Malpractice award cap in play
A key Legislative panel is hearing testimony on a bill favored by doctors
A proposed change to Hawaii's medical malpractice law is taking center stage at the Legislature, the result of doctors' pleas that lawsuits and higher insurance premiums are driving an increasing number of specialists out of the state.
The 1,300-member Hawaii Medical Association is lobbying for a bill that would cap the noneconomic damages in a malpractice suit at $500,000. Currently there is no cap on noneconomic damages.
The House bill has passed the health and consumer protection committees and is scheduled for a final hearing today in the House Judiciary Committee. It is the last committee the bill must pass before it can cross over to the Senate.
At issue is whether malpractice suits can be blamed for the increased costs of medical liability insurance, which has risen substantially for many specialists who care for high-risk patients, particularly in emergency cases.
The threat of malpractice suits and rising insurance premiums is just part of the reason doctors say they are closing their Hawaii practices, particularly in rural areas. For years, they have complained about decreasing reimbursements from government and private insurance carriers as well as increased pressures of the job.
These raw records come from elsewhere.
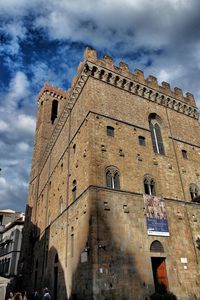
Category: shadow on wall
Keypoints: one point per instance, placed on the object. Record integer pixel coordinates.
(106, 270)
(43, 269)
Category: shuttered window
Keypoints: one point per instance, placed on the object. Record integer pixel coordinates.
(149, 185)
(108, 179)
(112, 178)
(156, 246)
(156, 136)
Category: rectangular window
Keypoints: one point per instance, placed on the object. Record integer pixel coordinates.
(141, 140)
(184, 153)
(110, 131)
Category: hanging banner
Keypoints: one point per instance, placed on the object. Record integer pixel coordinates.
(156, 216)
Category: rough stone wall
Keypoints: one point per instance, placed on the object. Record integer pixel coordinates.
(111, 249)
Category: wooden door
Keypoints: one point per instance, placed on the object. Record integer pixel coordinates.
(159, 272)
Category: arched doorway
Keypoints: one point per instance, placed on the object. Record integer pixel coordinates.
(158, 263)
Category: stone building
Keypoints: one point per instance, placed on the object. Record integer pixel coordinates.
(11, 226)
(113, 207)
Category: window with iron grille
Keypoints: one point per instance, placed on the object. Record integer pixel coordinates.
(112, 178)
(141, 140)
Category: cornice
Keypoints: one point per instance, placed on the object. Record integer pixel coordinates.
(74, 93)
(142, 90)
(118, 80)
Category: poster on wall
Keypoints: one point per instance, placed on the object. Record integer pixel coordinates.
(156, 216)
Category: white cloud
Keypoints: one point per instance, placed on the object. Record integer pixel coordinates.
(3, 126)
(3, 183)
(24, 147)
(25, 123)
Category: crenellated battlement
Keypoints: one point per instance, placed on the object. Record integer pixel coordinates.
(138, 76)
(52, 91)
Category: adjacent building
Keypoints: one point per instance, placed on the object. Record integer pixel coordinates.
(11, 225)
(113, 208)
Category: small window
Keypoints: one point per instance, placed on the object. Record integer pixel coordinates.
(112, 178)
(74, 190)
(149, 185)
(141, 140)
(74, 148)
(61, 204)
(72, 245)
(156, 135)
(194, 191)
(184, 153)
(110, 131)
(54, 110)
(156, 246)
(56, 259)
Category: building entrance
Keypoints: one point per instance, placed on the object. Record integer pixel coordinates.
(159, 272)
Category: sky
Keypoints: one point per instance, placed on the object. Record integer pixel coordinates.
(44, 41)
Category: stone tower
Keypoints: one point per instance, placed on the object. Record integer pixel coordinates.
(113, 208)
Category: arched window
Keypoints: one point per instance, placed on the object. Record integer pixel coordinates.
(149, 185)
(36, 273)
(141, 140)
(56, 258)
(55, 275)
(194, 191)
(156, 136)
(61, 204)
(112, 178)
(74, 190)
(54, 110)
(156, 246)
(184, 154)
(110, 131)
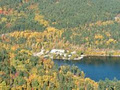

Rep. Tommy Waters, (D-Lanikai-Waimanalo), chairman of the House Judiciary Committee, said that there are many unanswered questions including how will capping noneconomic damages impact medical malpractice insurance rates and encourage more doctors to work in rural areas.
"On the other side of the coin, are we denying victims access to the courts and a remedy by capping this?" he said. "Will caps on pain and suffering and noneconomic damages lower premiums, which will keep doctors in the state? -- that's the big question."
Bob Toyofuku, lobbyist for the Consumer Lawyers of Hawaii, opposes the bill. "The amount of payout in 2004 and 2005 is higher than years before, that's because there have been horrendous cases," he said.
Toyofuku said that capping noneconomic damages will not solve the problem of doctors leaving the state or encourage more of them to take on-call responsibilities at hospitals and work in rural communities.
"And it's not going to reduce medical errors," he said. "The dots don't connect."
While not all doctors pay high malpractice insurance premiums, rates for specialists such as general surgeons, neurosurgeons, orthopedics and obstetrician-gynecologists have increased by 58 percent since 2001 to an average $52,604 last year, according to the Medical Insurance Exchange of California, Hawaii's largest malpractice carrier covering 1,100 local doctors.
"They're the ones who are most vulnerable to lawsuits," said Paula Arcena, Hawaii Medical Association executive director.
While the amount paid out for malpractice suits has risen in recent years, the number of malpractice claims has steadily dropped since 2001, when 173 claims were filed, compared to 115 claims filed last year, according to a report by the Medical Claims Conciliation Panel, a third-party panel created by the state in 1976 to screen out frivolous lawsuits.